Jepang memilih mendekati kelompok di luar bangsawan, daripada mendekati bangsawan yang dianggapnya sebagai pro kolonial Belanda.

“Di sinilah Pesantren dan kiainya diincar dan didekati”, ujar Milal yang juga penulis buku “Masterpiece Islam Nusantara” ini. Beberapa tahun sebelum mengusir kolonial Belanda, jelas Milal, Jepang telah mengirim informannya sehingga tahu kelompok-kelompok mana yang harus didekati.

Waktu itu Jepang sempat bertanya, ketika nanti dia kalah dengan Sekutu, kemudian harus keluar dari Indonesia ini, siapa yang pantas jadi Presiden memimpin Indonesia? “Dan yang paling pantas menjadi Presiden memimpin Indonesia ini adalah KH. Hasyim Asy’ari”, terang Milal.

Kemudian Jepang mengirim seorang sosialis bernama Maruto, seorang tokoh Murba, untuk menemui Hadratus Syaikh Hasyim Asy’ari. Maruto menyampaikan pesan dari seorang Jendral bahwa Jepang mendorong Mbah Hasyim Asy’ari untuk menjadi Presiden.
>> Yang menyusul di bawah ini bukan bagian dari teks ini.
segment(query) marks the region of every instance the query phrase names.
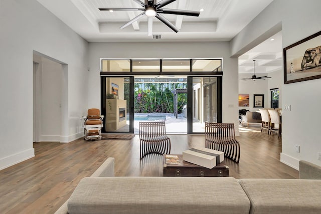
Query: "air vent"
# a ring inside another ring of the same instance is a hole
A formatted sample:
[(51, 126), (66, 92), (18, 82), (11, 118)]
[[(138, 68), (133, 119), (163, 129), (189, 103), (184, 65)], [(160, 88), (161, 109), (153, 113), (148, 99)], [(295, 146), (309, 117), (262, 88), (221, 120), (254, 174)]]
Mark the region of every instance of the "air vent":
[(160, 34), (153, 34), (152, 38), (155, 40), (160, 40), (162, 39), (162, 35)]

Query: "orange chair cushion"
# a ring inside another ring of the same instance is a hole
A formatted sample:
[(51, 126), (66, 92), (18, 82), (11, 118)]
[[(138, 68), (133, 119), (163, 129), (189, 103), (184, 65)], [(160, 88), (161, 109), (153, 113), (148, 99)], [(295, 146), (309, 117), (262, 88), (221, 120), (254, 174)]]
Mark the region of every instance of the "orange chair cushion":
[(100, 119), (100, 111), (97, 108), (91, 108), (88, 109), (87, 118), (88, 119)]
[(100, 120), (89, 120), (86, 121), (86, 125), (100, 125), (101, 124)]
[(99, 134), (99, 131), (98, 130), (90, 130), (88, 133), (89, 136), (98, 135), (98, 134)]

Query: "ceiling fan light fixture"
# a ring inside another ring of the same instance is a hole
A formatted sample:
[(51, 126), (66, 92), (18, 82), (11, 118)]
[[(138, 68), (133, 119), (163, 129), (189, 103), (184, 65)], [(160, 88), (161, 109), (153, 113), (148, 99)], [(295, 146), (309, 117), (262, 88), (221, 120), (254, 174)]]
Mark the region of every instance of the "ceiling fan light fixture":
[(148, 17), (155, 17), (156, 16), (156, 11), (153, 8), (149, 7), (145, 11), (145, 15)]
Tapi mbah Hasyim menolak, dan setelah beberapa kali utusan tersebut datang, mbah Hasyim mengatakan “yang pantas memimpin Indonesia ini, bukan saya tapi Soekarno”.

“Karena itu, dengan dukungan Mbah Hasyim Asy’ari, Soekarno memperoleh pengaruh kuat dalam lingkungan pesantren dan kelompok Islam.” pungkas milal.

Hal ini menunjukkan bagaimana jaringan dan pengaruh kuat Hadratus Syaikh Hasyim Asy’ari. Serta peran beliau dalam menegakkan Republik ini. (Aditia).